The joint working party of The Law Society Company Law Committee and The City of London Law Society Company Law and Financial Law Committees has produced a much-anticipated practice note to help parties who wish to execute English law commercial contracts using an electronic signature.

The practice note, which has been approved by leading Brick Court Chambers counsel Mark Hapgood QC, sets out the relevant law around the use of eSignatures in commercial contracts and addresses issues around their use.

Electronic signatures have the potential to put an end to the time consuming practice of having to “print, sign, and scan” multiple documents and allow a signatory to access a document securely over the internet and insert his or her signature in the appropriate place.

Linklaters in September 2015 became the first UK law firm to offer clients the opportunity to sign documents electronically via the web-based e-signature platform of DocuSign, the market-leader in this area.

However, other City law firms are understood to have been waiting for The Law Society’s practice note, which could pave the way for eSignatures to become mainstream.

Mark Nuttall, a partner at Linklaters, said: “Initial feedback on this new technology has been extremely positive.

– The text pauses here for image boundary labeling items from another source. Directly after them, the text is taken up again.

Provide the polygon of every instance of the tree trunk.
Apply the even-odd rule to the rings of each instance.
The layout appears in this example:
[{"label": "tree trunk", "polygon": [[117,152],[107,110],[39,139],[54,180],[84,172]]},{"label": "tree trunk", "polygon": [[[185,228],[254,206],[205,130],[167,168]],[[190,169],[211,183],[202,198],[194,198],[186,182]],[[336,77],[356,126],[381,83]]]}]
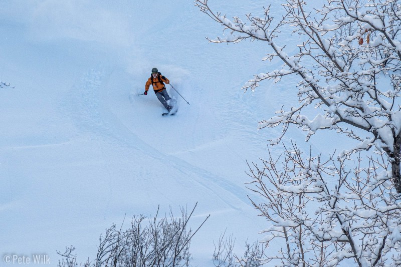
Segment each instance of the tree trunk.
[{"label": "tree trunk", "polygon": [[400,173],[400,155],[401,155],[401,132],[394,135],[394,147],[390,156],[394,159],[391,163],[391,172],[394,186],[397,193],[401,193],[401,173]]}]

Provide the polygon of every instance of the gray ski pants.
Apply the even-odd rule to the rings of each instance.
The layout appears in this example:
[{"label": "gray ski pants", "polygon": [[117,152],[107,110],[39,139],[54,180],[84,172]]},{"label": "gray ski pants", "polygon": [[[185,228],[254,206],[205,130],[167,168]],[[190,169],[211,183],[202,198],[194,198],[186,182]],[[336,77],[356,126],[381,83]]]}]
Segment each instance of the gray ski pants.
[{"label": "gray ski pants", "polygon": [[161,103],[161,104],[163,104],[163,106],[164,106],[166,109],[169,111],[170,109],[171,109],[171,106],[169,106],[166,102],[171,99],[171,98],[168,95],[168,94],[167,93],[167,90],[166,89],[164,89],[159,93],[156,93],[156,96],[157,97],[157,99]]}]

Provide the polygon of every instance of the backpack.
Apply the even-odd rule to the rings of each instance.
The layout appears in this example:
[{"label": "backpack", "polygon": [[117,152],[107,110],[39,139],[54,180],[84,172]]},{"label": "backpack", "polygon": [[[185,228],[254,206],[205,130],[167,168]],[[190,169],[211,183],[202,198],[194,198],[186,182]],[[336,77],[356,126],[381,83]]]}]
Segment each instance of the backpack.
[{"label": "backpack", "polygon": [[161,84],[164,85],[164,83],[163,82],[163,81],[161,80],[162,79],[165,80],[166,78],[161,75],[161,73],[160,72],[157,72],[159,74],[159,80],[157,82],[153,82],[153,76],[151,74],[150,75],[150,81],[152,82],[152,85],[153,86],[153,84],[155,84],[156,83],[161,83]]}]

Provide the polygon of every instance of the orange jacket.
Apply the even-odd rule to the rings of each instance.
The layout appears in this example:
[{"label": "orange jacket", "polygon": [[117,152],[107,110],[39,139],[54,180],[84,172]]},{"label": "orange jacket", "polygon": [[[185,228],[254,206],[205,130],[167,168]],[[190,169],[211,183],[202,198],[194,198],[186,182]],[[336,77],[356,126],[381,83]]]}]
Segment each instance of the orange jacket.
[{"label": "orange jacket", "polygon": [[[152,82],[152,78],[153,78],[153,83]],[[147,82],[146,82],[146,84],[145,85],[145,91],[147,92],[148,90],[149,90],[149,87],[151,84],[152,86],[153,87],[155,93],[161,92],[166,88],[163,83],[168,84],[170,83],[170,81],[160,74],[159,74],[156,78],[153,78],[151,76],[150,78],[148,79]]]}]

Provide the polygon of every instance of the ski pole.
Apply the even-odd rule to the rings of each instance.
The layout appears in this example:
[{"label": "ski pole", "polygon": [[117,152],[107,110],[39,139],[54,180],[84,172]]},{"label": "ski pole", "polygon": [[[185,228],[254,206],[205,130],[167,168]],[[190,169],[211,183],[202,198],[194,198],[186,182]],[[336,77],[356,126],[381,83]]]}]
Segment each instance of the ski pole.
[{"label": "ski pole", "polygon": [[182,99],[183,99],[184,100],[185,100],[185,101],[186,102],[186,104],[187,104],[188,105],[189,105],[189,102],[188,102],[188,101],[186,101],[186,100],[185,98],[184,98],[184,97],[183,97],[182,96],[181,96],[181,94],[180,94],[179,93],[178,93],[178,91],[177,91],[176,90],[175,90],[175,88],[174,88],[174,86],[173,86],[172,85],[171,85],[171,84],[169,84],[170,85],[170,86],[171,86],[171,87],[172,87],[172,89],[174,89],[174,90],[175,90],[175,92],[176,92],[177,93],[178,93],[178,95],[179,95],[179,96],[180,96],[181,97],[182,97]]}]

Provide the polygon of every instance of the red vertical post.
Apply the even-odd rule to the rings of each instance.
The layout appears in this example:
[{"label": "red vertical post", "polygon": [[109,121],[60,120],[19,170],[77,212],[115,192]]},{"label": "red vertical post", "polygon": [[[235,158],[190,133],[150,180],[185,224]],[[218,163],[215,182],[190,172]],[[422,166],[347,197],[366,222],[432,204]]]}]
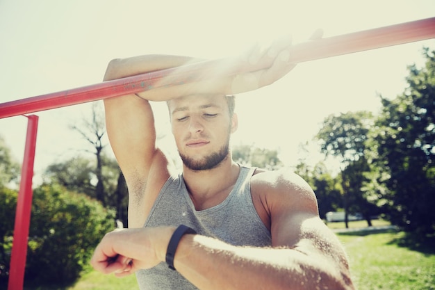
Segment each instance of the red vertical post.
[{"label": "red vertical post", "polygon": [[35,115],[31,115],[27,118],[28,121],[27,122],[26,147],[21,172],[19,192],[17,200],[14,240],[10,256],[8,290],[22,290],[24,284],[27,240],[33,193],[32,191],[32,179],[33,177],[38,120],[38,117]]}]

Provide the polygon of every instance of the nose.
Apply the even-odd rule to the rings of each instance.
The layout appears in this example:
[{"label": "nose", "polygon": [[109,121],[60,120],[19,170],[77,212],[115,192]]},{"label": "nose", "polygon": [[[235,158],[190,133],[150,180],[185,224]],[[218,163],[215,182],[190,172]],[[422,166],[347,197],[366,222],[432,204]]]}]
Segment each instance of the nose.
[{"label": "nose", "polygon": [[199,118],[191,116],[189,119],[189,131],[192,134],[202,132],[204,127]]}]

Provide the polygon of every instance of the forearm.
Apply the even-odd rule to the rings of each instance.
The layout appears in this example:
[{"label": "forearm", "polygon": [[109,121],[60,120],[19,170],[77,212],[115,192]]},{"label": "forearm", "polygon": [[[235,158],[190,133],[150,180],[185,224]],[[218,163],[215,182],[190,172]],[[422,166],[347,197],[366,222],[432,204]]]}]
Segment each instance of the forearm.
[{"label": "forearm", "polygon": [[242,248],[186,235],[174,266],[200,289],[352,289],[339,267],[290,248]]}]

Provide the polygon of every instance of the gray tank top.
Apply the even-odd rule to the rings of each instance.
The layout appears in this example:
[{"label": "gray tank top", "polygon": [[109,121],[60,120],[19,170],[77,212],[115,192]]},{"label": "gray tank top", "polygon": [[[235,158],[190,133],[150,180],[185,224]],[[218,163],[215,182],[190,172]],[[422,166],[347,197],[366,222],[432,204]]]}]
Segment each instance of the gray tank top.
[{"label": "gray tank top", "polygon": [[[251,177],[254,171],[254,168],[240,166],[236,184],[225,200],[202,211],[195,209],[183,175],[170,177],[157,197],[144,227],[177,227],[183,224],[199,234],[232,245],[270,246],[270,232],[260,219],[251,197]],[[136,272],[136,277],[141,290],[197,289],[163,262]]]}]

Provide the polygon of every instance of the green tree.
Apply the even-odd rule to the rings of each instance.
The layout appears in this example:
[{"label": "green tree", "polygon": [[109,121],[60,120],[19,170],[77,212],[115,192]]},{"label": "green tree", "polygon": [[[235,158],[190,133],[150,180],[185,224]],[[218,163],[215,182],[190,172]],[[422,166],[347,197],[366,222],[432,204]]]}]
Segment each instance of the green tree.
[{"label": "green tree", "polygon": [[71,128],[79,132],[84,140],[92,147],[96,157],[97,164],[94,172],[96,177],[95,195],[97,199],[106,205],[106,192],[103,181],[103,150],[106,146],[103,141],[106,134],[104,116],[101,108],[97,106],[99,103],[94,103],[90,119],[83,119],[81,126],[72,125]]},{"label": "green tree", "polygon": [[74,282],[101,237],[114,228],[114,213],[95,200],[56,185],[35,189],[26,280]]},{"label": "green tree", "polygon": [[[408,87],[383,108],[373,130],[373,160],[382,168],[372,188],[394,224],[423,236],[435,232],[435,51],[408,67]],[[380,184],[380,186],[379,186]]]},{"label": "green tree", "polygon": [[9,275],[17,196],[17,191],[0,184],[0,289],[6,284]]},{"label": "green tree", "polygon": [[[102,184],[104,186],[104,204],[116,209],[117,219],[128,225],[128,191],[124,175],[115,160],[102,154]],[[56,184],[69,191],[85,193],[97,199],[97,177],[95,159],[76,156],[65,162],[51,164],[44,175],[46,184]]]},{"label": "green tree", "polygon": [[[301,173],[298,168],[302,169]],[[319,215],[321,218],[326,218],[326,213],[336,211],[343,208],[343,199],[341,198],[341,186],[336,178],[328,171],[325,163],[320,162],[316,164],[312,170],[307,171],[304,166],[297,167],[296,173],[302,177],[311,186],[317,198],[319,207]]]},{"label": "green tree", "polygon": [[[317,134],[321,151],[327,156],[339,158],[343,166],[340,170],[346,227],[348,227],[351,177],[347,176],[345,169],[364,155],[365,143],[372,121],[372,114],[366,111],[330,115],[325,118]],[[347,173],[350,172],[348,170]],[[360,190],[354,189],[354,193]],[[359,194],[362,193],[359,192]]]}]

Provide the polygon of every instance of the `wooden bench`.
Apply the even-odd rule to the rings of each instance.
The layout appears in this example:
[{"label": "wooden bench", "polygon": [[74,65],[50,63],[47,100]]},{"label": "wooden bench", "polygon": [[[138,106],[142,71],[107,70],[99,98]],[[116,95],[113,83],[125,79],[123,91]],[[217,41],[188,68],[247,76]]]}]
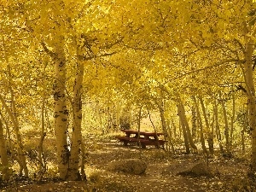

Clients appreciate both the quicker and more convenient alternative to traditional methods of signing documents and also the security that digital signatures afford, given there is an audit trail that captures who signed what, when and where for every transaction.

“We saw the need for this for high value transactions, as it is clearly applicable to the work we do and is already becoming common-place for high volume transactions in procurement, employment and compliance. However, in order for the technology to have real value, it needs to be adopted by lawyers across the City.”

“Commercial contracts drafted by solicitors operate in every aspect of our economy and can govern deals worth millions, or even billions, of pounds,’ said Law Society president Robert Bourns.

‘There is no room for error when so much is at stake, therefore it is vital that solicitors can have confidence in the legal framework surrounding such innovations. This practice note will provide them with greater certainty when using electronic signatures on commercial contracts.”